6. The automatic welding device for stator coils of flat wire motor according to any one of claims 1 to 5, wherein two slewing bearings (12) are coaxially arranged below the product carrying seat (11), a sector gear ring (13) is fixedly connected to the outer side wall of the slewing bearing (12), a connecting rod (14) in the vertical direction is fixedly connected to the sector gear ring (13), the upper end part of the connecting rod (14) penetrates through a bedplate fixedly connected with a connecting frame (15) of the frame (10), and a limiting arc waist hole for limiting the rotation amplitude of the connecting rod (14) is formed in the bedplate of the frame (10).

7. An automatic welding device for stator coils of a flat wire motor according to claim 6, characterized in that the first linear module (21) is fixedly connected to the connecting frame (15).

8. The automatic welding device for stator coils of flat wire motor according to claim 7, wherein the bottom of the bedplate of the frame (10) is further provided with a driving motor (16) for driving the sector gear ring (13) to rotate and a driving gear connected to a power output shaft of the driving motor (16).

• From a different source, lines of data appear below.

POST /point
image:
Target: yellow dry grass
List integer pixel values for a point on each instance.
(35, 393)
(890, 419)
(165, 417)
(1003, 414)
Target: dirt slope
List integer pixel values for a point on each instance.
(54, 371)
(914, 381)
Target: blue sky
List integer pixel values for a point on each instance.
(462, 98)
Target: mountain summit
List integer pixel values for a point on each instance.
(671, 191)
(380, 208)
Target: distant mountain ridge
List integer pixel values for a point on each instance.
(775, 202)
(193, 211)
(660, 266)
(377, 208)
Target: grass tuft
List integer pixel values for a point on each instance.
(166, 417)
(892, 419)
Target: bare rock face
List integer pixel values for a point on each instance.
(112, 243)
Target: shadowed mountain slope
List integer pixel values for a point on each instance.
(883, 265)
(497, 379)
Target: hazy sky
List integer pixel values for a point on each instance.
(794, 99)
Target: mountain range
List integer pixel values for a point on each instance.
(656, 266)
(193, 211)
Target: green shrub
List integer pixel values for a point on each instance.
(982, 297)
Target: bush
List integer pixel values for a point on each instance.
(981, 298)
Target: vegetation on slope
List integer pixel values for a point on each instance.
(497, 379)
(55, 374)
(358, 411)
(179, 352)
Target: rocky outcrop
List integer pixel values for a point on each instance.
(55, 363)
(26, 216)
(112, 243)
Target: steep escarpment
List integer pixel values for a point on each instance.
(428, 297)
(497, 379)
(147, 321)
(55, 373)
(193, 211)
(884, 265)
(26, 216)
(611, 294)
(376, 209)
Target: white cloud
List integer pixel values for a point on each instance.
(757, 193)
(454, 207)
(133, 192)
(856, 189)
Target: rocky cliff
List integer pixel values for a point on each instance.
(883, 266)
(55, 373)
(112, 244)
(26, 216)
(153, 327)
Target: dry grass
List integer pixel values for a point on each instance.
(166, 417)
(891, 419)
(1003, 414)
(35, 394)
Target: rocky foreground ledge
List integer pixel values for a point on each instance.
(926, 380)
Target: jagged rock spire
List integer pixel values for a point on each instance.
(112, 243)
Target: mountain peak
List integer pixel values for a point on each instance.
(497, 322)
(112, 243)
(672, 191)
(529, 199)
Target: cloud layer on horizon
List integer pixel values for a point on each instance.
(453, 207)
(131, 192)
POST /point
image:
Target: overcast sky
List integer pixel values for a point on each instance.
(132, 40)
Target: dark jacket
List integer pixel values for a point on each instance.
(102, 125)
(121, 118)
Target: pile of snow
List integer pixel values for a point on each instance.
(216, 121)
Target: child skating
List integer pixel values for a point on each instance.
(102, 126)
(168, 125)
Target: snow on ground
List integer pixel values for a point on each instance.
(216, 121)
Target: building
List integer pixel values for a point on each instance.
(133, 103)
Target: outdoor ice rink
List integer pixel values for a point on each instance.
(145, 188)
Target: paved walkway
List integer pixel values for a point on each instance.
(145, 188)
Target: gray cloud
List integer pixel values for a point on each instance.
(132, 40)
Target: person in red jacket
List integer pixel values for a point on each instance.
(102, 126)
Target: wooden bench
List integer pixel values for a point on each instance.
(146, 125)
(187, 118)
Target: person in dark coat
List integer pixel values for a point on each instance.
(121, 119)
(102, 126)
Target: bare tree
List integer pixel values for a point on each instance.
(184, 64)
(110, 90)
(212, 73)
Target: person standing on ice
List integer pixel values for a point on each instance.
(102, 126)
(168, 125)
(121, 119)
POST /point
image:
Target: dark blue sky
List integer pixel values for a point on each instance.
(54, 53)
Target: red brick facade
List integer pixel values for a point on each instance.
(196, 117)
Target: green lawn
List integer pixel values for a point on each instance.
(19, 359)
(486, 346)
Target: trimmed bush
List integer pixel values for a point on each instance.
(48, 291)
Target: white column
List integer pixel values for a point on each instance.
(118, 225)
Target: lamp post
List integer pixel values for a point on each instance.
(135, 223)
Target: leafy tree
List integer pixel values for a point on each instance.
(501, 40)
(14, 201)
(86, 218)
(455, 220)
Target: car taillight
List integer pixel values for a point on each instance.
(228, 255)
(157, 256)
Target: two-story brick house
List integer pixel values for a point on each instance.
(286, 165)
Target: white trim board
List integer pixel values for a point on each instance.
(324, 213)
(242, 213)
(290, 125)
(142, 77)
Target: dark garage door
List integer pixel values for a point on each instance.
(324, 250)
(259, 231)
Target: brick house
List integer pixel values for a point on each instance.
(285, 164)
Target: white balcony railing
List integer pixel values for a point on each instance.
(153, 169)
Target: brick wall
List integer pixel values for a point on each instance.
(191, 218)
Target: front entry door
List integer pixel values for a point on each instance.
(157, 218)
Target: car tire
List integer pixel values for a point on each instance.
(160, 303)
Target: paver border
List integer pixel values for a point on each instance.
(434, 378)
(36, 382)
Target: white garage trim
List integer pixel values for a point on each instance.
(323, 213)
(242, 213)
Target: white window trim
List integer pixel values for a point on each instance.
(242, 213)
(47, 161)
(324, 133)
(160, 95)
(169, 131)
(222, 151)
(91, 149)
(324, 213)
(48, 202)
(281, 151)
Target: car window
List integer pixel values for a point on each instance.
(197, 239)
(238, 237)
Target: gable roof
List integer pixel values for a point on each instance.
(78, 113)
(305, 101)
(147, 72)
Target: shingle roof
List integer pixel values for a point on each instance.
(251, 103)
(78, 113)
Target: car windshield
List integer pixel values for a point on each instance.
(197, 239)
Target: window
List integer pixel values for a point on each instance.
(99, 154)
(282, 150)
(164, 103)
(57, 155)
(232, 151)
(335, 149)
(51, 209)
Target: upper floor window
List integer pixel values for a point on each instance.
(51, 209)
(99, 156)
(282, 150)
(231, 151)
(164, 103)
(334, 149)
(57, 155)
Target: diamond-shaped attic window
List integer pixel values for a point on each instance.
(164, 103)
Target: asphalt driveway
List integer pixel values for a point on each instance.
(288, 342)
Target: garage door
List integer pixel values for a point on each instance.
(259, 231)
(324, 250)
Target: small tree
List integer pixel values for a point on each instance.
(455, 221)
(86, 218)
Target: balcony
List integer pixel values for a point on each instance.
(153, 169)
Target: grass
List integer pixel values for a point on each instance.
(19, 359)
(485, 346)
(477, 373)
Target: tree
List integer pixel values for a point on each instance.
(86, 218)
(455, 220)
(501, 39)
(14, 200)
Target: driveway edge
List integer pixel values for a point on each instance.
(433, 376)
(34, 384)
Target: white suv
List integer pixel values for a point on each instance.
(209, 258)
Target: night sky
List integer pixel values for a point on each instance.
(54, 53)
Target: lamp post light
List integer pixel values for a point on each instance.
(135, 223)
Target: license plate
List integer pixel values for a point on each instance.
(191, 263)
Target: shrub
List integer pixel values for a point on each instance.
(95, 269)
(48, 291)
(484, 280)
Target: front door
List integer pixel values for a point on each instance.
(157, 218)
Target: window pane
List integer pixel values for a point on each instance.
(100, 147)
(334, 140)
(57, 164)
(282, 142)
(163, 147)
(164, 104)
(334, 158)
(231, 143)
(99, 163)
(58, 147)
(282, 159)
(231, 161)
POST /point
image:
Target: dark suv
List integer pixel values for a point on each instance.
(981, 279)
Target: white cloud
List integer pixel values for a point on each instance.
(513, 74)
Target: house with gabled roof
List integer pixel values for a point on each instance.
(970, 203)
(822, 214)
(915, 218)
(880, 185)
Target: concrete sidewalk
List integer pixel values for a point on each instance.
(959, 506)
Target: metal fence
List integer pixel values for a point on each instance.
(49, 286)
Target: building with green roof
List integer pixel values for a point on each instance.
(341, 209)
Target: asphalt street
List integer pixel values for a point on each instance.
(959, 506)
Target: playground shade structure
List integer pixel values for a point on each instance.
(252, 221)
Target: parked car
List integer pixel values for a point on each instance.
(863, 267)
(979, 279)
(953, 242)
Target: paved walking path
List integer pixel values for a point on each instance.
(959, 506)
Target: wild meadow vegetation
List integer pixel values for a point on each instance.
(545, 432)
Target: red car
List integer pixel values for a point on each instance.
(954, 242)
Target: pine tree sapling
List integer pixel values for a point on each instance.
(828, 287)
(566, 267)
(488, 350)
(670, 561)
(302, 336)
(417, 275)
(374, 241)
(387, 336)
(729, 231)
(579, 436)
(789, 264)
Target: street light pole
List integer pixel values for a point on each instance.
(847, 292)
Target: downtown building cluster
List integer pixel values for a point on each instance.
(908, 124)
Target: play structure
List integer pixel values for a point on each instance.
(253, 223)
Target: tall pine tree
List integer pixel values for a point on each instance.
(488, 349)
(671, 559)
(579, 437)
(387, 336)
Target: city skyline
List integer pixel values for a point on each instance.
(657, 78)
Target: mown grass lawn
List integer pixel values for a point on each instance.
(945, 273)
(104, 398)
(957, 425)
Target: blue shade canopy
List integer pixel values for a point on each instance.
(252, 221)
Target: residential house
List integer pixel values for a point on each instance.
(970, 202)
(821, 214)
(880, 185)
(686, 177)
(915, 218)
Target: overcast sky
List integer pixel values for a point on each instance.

9. An automatic welding device for stator coils of a flat wire motor according to any one of claims 1-5 and 8, wherein a Z-axis cylinder (33) is further arranged between the inner support disc clamping jaw (32) and the action output part of the triaxial module (30), and the Z-axis cylinder (33) is used for driving the inner support disc clamping jaw (32) to extend into the inner cavity of the motor stator.

10. An automatic welding device for stator coils of a flat wire motor according to any one of claims 1-5 and 8, characterized in that the frame (10) is further provided with a Y-Z axis module (40), and the motion output part of the Y-Z axis module (40) is provided with a product clamping jaw (41) for carrying the stator of the motor.